Post #6 - Network Security

Information and System Security is a necessity when utilizing a computer on both personal and professional levels. A common type and most well-known type of ping attack is a DoS or Denial of Service attack. This attack will attempt to destabilize any type of firewall and ultimately crash a computer's service or freeze existing actions. This can be done with a single ping command that contains an oversized/malformed packet. This is otherwise known as a Ping of Death.

In addition to the discussion on ping attacks, I will be discussing the dangers of email spam and phishing attempts. Any person who utilizes an email will have spam that comes through. Many of these spam emails will be filtered by a spam identification program but it is never 100% reliable. There is always a danger of misinterpreting a spam email as something more innocent. It is important to understand when these emails are attempting to bait you into giving up important information. This is also known as phishing, which is common within spam emails. Phishing emails are malicious in nature and only aim to deceive the reader. A study conducted by Patel in 2019 showed that many Phishing attempts utilized large images including company logos which could deceive inexperienced users. “Regressing feature ratings onto the MDS coordinates revealed that similarity judgments were influenced mostly by advertisement/large images and collecting personal information, regardless of presence or absence of company logos and urgent actionable links” (Patel 2019). Downloadable content also played a role in which emails were tagged as phishing emails. Phishing and Spam emails go hand in hand when it comes to harassing email users. Moore (2009) observed that Phishing websites sent the most spam emails within the first week of its creation and then slowly deteriorated or stopped altogether once the website was determined malicious and taken down. Some websites will continue to promote spam even after being taken down.

Any of these attacks can result in a major compromise of the system’s integrity. This kind of compromise would jeopardize the information of whoever utilizes the system. For a workplace, that could mean employees as well as clients and consumers of the service. For an individual, this can be yourself as well as anyone who has interacted with the account.

It is acknowledged within professional settings how important information and system security is. “The success of this effort appeared to hinge on top management championing information system security initiatives and propagating an awareness of the importance of information security among employees at all levels of the company” (Qing 2007). The “success” mentioned here is a company’s reliability and resulting trust and confidence from consumers. A security system that was used decades ago may be severely out of date and could lead to holes within a system. Updating security measures may be daunting but can only lead to better safe practices.
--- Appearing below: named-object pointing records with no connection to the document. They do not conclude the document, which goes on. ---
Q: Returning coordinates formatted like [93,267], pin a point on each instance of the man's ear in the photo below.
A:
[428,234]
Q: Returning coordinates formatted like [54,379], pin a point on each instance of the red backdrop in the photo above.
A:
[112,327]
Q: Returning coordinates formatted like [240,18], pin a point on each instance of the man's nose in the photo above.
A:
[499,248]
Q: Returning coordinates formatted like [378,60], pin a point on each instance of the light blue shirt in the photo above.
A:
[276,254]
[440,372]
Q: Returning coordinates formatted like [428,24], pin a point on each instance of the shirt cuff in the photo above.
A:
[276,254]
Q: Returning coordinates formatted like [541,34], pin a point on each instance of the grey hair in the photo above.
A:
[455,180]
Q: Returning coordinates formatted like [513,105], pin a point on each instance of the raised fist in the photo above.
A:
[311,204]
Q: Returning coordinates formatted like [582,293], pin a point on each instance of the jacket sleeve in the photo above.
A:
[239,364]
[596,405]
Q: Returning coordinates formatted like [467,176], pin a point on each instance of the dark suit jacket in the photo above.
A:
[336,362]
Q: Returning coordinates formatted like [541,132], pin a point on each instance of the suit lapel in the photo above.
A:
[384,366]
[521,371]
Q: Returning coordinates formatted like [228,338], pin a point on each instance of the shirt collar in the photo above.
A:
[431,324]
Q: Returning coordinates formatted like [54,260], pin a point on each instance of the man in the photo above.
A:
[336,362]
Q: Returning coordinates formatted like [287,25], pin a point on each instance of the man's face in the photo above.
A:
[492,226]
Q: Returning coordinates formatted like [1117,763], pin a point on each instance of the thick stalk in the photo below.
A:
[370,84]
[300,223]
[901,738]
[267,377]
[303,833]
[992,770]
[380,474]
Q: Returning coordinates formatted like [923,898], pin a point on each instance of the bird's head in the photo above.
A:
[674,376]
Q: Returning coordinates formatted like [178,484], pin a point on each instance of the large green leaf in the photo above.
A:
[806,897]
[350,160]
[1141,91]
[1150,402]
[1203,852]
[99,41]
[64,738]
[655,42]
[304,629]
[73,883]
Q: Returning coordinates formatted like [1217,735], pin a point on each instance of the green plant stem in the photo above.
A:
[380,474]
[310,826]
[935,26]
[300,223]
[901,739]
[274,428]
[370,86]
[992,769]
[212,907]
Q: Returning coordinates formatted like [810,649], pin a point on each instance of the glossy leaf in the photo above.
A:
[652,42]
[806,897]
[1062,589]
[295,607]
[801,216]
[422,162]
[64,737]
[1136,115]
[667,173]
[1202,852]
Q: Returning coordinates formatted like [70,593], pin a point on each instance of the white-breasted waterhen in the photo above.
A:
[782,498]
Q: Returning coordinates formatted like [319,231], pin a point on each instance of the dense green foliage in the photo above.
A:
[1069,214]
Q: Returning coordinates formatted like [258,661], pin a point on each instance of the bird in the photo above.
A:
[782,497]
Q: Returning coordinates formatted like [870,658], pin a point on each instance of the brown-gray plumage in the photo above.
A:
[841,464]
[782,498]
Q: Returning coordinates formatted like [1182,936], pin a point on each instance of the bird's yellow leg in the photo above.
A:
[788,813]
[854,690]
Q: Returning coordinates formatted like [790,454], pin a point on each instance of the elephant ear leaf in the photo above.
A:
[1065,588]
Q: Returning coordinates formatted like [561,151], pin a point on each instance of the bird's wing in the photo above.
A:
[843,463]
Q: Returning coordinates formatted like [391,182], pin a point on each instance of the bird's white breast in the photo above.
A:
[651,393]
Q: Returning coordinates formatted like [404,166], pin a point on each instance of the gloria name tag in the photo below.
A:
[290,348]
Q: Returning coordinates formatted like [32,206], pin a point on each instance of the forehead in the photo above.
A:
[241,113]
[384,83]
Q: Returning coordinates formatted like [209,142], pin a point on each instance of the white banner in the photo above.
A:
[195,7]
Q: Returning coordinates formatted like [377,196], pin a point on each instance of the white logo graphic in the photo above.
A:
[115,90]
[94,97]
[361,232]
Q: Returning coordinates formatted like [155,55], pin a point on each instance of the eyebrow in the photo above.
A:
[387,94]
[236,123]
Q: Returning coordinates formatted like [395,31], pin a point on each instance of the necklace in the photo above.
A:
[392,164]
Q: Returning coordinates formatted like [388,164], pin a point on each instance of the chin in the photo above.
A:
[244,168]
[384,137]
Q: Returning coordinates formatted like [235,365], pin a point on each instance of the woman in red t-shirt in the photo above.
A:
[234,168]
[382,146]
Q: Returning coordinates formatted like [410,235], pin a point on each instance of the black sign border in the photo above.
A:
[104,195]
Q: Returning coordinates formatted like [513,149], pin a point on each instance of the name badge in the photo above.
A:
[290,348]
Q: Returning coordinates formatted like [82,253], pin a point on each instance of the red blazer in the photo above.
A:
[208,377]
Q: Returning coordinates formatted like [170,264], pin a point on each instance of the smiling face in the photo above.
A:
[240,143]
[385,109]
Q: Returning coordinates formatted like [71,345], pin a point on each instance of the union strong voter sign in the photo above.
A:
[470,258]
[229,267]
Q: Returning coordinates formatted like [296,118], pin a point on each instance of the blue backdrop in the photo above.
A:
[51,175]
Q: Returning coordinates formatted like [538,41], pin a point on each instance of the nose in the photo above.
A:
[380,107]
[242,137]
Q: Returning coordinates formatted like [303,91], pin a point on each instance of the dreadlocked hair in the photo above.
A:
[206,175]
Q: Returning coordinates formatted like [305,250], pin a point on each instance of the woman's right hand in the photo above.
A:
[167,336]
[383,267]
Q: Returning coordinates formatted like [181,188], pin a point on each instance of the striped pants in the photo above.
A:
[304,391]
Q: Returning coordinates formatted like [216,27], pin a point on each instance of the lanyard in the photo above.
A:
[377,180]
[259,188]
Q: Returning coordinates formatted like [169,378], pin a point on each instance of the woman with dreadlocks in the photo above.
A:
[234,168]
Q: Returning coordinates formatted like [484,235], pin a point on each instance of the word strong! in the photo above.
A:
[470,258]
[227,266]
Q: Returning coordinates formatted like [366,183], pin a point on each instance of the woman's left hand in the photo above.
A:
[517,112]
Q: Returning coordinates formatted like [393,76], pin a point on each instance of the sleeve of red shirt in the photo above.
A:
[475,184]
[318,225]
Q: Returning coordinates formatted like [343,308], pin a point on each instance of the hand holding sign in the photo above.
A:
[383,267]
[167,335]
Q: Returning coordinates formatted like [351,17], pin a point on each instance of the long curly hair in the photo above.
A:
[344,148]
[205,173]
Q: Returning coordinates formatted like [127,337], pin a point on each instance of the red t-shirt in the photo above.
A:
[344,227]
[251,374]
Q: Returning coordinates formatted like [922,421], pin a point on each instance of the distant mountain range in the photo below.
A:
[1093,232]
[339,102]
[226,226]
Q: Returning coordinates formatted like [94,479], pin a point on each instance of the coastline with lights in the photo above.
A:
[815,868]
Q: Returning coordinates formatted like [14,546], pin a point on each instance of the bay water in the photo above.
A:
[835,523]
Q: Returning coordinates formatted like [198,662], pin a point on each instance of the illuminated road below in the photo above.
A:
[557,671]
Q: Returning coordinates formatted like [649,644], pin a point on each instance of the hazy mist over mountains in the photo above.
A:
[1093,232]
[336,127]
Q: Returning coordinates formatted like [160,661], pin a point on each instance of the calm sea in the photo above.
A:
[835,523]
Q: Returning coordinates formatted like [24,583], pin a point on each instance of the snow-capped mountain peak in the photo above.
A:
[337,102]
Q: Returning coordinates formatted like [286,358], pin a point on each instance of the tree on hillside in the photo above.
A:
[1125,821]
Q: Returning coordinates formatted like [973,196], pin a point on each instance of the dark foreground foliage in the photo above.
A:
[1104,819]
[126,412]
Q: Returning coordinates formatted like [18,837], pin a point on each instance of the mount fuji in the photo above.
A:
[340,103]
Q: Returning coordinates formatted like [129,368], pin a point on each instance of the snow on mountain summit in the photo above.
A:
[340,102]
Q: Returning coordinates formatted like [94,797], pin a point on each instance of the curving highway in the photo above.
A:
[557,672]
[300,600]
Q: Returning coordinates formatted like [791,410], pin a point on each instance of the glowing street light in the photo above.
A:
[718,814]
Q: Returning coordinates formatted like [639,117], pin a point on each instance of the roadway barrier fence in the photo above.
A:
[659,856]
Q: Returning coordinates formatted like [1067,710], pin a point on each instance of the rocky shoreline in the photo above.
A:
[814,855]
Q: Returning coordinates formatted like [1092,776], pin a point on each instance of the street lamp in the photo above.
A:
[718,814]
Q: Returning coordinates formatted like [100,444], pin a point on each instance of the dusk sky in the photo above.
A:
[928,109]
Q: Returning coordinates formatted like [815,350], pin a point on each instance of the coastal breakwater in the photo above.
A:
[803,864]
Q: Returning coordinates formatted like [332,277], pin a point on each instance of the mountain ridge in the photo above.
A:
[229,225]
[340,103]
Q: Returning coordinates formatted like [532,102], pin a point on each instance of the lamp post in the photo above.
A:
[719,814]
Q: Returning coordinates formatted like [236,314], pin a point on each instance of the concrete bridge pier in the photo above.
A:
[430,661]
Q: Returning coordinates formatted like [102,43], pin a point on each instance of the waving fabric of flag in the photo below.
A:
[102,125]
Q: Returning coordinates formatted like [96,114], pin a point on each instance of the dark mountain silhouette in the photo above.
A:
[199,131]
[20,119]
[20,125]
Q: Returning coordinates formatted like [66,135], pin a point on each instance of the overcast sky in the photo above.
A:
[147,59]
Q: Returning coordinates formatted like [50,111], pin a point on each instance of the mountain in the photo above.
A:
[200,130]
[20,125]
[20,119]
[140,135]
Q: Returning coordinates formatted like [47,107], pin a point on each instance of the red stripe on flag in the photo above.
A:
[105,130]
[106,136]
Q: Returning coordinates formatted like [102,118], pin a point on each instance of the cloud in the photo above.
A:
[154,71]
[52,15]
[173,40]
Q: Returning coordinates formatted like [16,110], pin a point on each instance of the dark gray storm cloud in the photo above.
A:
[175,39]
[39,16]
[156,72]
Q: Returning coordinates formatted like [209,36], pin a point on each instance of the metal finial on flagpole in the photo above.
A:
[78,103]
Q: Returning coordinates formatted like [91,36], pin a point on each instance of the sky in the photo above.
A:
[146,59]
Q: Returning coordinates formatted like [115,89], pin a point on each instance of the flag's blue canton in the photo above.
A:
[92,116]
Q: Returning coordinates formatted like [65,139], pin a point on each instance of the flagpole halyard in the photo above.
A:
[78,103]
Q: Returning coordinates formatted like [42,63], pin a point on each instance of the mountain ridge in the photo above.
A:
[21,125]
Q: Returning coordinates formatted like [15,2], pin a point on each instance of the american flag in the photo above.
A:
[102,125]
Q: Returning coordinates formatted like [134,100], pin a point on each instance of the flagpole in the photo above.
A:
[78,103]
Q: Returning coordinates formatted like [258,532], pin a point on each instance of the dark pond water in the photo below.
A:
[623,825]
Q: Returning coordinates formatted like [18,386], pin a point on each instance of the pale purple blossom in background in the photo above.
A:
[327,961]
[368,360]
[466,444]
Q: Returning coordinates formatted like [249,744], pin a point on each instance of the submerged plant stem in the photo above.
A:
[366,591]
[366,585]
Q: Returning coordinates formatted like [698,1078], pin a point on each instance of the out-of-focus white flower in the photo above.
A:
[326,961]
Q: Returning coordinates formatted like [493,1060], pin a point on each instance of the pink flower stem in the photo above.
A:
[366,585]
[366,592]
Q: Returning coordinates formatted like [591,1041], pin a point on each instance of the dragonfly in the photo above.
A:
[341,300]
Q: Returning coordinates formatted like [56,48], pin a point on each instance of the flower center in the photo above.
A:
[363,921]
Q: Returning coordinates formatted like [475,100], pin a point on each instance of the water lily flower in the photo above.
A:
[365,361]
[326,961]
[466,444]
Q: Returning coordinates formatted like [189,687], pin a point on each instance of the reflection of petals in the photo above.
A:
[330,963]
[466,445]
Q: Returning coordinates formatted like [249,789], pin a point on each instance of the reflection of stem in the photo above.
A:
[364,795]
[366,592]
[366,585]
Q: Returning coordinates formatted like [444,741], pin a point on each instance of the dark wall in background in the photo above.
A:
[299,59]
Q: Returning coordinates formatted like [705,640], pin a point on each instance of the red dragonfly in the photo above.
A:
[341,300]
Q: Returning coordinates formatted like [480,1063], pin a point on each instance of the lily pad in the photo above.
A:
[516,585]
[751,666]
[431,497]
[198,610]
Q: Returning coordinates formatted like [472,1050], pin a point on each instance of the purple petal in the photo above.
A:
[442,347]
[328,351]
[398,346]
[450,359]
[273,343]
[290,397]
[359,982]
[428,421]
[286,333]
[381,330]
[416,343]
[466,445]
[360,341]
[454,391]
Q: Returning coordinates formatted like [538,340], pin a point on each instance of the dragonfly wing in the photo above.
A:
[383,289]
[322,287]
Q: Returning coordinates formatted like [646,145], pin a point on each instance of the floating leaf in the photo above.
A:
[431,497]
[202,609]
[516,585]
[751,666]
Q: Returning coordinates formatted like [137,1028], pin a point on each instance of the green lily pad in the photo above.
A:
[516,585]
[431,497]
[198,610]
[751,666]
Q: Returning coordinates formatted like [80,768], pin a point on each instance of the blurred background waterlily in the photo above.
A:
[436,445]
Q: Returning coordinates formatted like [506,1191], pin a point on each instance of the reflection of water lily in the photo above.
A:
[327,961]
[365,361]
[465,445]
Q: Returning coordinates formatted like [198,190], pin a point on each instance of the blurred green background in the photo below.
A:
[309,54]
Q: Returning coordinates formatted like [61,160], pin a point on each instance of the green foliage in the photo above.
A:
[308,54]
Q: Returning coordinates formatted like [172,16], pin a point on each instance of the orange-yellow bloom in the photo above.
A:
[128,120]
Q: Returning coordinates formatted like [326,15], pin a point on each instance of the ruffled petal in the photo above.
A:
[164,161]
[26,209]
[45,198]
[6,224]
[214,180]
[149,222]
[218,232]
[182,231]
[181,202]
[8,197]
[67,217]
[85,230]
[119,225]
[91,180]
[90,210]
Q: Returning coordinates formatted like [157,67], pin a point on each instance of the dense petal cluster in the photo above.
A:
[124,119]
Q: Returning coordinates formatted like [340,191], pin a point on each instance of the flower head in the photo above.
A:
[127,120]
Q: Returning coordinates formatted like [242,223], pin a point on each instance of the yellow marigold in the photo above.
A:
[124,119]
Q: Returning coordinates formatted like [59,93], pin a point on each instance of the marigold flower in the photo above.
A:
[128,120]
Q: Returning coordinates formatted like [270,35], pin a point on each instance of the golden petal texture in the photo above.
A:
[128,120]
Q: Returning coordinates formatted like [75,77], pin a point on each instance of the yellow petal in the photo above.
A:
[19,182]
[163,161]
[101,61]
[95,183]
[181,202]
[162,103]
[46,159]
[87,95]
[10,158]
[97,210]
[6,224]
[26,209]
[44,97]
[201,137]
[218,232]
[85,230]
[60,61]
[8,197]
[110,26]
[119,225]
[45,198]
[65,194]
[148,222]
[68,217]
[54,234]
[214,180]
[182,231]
My own company has an option for any email to be reported as a phishing attempt. I have found this feature to be incredibly useful and helps me determine whether to give a suspicious email the time of day. I much prefer the method that allows me to get confirmation from our experts that an email is safe. There is also a service implemented within our firewall that filters any emails that are unfamiliar or could contain malicious links and files. We are given the option to manually review these if we do know where it is coming from and if it is expected. Again, a resource that allows input from the reader rather than assuming that any sort of spam detection is legitimate.

References

Moore, T., Clayton, R., Stern, H. (2009). Temporal Correlations Between Spam and Phishing

Websites.

Patel, P., Sarno, D. M., Lewis, J. E., Shoss, M., Neider, M. B., Bohil, C. J. (July 2019).

Perceptual representation fo spam and phishing emails.

Qing, H., Hart, P., Cooke, D. (June 2007). The role of external and internal influences on

information systems security - a neo-institutional perspective. Volume 16, Issue 2.

Vahid, F., & Lysecky, S. (2019). Computing technology for all. zyBooks.